Lane begins to interact with the Joint Federal Vision Profession here. The place he begins is with the issue of bi-covenantalism.
“However, I will seek to prove one example where I believe that the FV statement is thoroughly non-confessional. As we all know, the PCA study committee report roundly reinforced a bi-covenantal structure to the WCF.”
But, as we should have realized by now, there is a difference between denying bi-covenantalism and having a different take on the nature of the two (bi) covenants. For example, I am not mono-covenantal. I signed the JFVP Lane is interacting with here, and I hold that there are two covenants — the covenant of creation and the covenant of grace. One, two.

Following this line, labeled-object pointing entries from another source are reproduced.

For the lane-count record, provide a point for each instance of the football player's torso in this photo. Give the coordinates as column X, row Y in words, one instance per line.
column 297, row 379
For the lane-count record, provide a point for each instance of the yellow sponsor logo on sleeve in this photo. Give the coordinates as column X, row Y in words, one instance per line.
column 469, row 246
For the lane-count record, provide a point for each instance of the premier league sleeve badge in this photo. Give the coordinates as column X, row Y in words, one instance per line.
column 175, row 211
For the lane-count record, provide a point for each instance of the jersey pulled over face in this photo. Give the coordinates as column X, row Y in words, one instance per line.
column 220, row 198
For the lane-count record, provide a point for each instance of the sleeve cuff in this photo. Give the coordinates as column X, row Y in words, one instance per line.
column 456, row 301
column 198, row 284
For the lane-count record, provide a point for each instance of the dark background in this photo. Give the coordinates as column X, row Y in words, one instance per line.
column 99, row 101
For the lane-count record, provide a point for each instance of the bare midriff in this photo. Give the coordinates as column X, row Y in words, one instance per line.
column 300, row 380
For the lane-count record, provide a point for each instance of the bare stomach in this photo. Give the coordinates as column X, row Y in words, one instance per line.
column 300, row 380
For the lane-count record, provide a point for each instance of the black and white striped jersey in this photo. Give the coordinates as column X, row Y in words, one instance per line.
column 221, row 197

“The Covenant of Works, in chapter 7 of the WCF, plainly says that eternal life was promised to Adam upon condition of personal and perfect obedience. The JFVP says plainly that ‘the gift or continued possession of that gift was not offered by God to Adam conditioned upon Adam’s moral exertions or achievements’ (see under the section ‘The Covenant of Life.’ Now, I am not sure what else Adam’s moral exertions or achievements could be other than his obedience to God’s law, or personal and perfect obedience. So the condition of obtaining eternal life was works, according to the WCF, and not works according to the JFVP. The PCA has decided that this is not going to be an allowable exception to the Standards.”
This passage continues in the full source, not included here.